Comparison of immunological parameters at one and six months post-infection revealed a trend toward normalization of cellular immunity, characterized by decreased relative counts of total T-lymphocytes, CD4+ T-lymphocytes, and both relative/absolute CD8+ T-lymphocyte levels. In humoral immunity, increased B-lymphocyte counts and normalization of serum immunoglobulin levels were observed (Table 5).

Discussion

The severity of COVID-19 can be explained by its multi-organ involvement [5]. Current evidence suggests that COVID-19 severity results from both the direct cytopathic effects of the virus and tissue damage caused by the immune response to viral infection. Cohort study findings at six months post-acute infection indicate that recovered patients primarily experienced fatigue/muscle weakness, sleep disturbances, and anxiety/depression [6]. These results highlight the critical need to investigate the pathogenesis of long COVID and develop effective interventions to mitigate its risks. COVID-19 patients exhibit lymphopenia and significant depletion of CD8+ T-lymphocytes and NK cells. The prior research has documented immunological alterations in patients with moderate COVID-19 during the acute phase, correlating with varying degrees of lung involvement. Key findings included reduced T-lymphocyte counts, dysimmunoglobulinemia, and elevated IL-6 levels in patients with more extensive pulmonary lesions [7]. These SARS-CoV-2-induced immune response alterations lead to adaptive immunity suppression: diminished proliferative and antiviral activity, culminating in profound immunosuppression [8]. Even six months post-infection, monitoring these changes remains essential for patient rehabilitation.

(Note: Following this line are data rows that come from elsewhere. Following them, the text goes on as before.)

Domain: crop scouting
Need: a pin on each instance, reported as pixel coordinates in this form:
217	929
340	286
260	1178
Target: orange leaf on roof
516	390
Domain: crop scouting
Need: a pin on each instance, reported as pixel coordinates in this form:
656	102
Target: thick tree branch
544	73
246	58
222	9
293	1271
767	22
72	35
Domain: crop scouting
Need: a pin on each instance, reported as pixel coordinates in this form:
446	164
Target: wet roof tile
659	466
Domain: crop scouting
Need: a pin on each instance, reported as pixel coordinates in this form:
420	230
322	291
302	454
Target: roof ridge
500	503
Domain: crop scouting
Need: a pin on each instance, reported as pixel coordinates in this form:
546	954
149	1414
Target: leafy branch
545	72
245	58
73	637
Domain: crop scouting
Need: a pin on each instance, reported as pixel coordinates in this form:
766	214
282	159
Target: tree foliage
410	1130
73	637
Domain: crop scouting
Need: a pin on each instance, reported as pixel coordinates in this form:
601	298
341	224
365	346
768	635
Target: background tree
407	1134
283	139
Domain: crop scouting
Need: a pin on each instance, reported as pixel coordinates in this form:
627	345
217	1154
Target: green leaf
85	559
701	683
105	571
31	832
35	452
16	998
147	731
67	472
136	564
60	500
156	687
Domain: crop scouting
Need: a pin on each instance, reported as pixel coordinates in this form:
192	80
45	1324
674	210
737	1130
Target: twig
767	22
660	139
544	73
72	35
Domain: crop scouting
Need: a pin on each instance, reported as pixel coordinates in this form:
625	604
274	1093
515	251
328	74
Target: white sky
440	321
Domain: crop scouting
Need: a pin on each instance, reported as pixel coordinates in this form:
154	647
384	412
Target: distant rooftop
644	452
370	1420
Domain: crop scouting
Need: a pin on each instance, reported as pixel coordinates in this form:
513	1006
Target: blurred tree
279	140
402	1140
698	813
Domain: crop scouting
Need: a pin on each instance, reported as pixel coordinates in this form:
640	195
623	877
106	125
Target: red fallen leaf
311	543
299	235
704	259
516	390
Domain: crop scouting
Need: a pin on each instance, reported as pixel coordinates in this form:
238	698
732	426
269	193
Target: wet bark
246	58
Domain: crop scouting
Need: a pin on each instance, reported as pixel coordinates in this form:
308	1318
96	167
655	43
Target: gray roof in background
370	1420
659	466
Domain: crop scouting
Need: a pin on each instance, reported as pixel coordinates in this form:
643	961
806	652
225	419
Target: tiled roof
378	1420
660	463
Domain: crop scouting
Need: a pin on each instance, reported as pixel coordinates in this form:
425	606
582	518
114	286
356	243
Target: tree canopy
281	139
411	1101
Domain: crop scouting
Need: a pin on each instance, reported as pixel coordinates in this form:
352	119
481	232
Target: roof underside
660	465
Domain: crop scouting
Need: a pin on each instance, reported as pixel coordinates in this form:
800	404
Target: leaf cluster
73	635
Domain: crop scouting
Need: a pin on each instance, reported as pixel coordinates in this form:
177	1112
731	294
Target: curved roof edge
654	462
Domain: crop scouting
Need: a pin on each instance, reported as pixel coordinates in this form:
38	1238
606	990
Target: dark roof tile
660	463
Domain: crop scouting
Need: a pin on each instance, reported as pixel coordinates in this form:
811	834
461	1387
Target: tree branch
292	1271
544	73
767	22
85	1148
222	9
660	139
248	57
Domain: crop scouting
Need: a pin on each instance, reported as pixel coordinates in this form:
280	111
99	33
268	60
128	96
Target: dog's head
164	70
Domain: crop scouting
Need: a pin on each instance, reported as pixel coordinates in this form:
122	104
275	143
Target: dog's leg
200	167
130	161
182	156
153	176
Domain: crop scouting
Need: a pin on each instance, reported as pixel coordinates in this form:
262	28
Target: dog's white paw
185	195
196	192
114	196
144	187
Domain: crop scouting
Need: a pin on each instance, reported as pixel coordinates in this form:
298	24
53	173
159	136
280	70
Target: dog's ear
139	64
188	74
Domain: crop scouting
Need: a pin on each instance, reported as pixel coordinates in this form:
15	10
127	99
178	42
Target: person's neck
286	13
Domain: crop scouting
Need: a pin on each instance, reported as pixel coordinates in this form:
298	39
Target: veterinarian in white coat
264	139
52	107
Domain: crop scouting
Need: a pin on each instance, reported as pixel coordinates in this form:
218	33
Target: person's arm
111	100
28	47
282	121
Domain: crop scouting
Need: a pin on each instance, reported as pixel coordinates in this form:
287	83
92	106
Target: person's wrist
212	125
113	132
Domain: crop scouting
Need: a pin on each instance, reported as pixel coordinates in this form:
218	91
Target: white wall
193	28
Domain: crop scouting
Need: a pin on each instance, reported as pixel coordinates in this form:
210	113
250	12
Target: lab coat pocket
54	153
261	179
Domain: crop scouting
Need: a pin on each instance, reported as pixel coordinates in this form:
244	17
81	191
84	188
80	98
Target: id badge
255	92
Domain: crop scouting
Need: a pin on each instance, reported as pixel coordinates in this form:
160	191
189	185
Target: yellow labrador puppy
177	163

Analysis of cellular and humoral immunity parameters during the post-COVID period revealed the following results: at one month, cellular immunity alongside humoral imbalance (dysimmunoglobulinemia) was pronouncedly activated; at six months, T-lymphocyte maturation activity was persistently declining and trending toward normalization. Absolute/relative B-lymphocyte counts were significantly reduced while IgA levels were elevated, necessitating ongoing immunological surveillance.

Conclusion

COVID-19, even after the cessation of viral replication in the human body, induces a range of symptoms collectively referred to as PCS. Analysis of laboratory parameters revealed that following moderate COVID-19, general clinical and biochemical markers returned to reference values within six months. However, a distinctive feature of this disease is the persistence of immune status alterations even after an extended period. These include sustained activation of T-lymphocyte maturation processes and suppression of the humoral immune response accompanied by dysimmunoglobulinemia. Clinically, these changes may manifest as increased susceptibility to respiratory viral infections, prolonged disease course, and the necessity for continued immunological monitoring.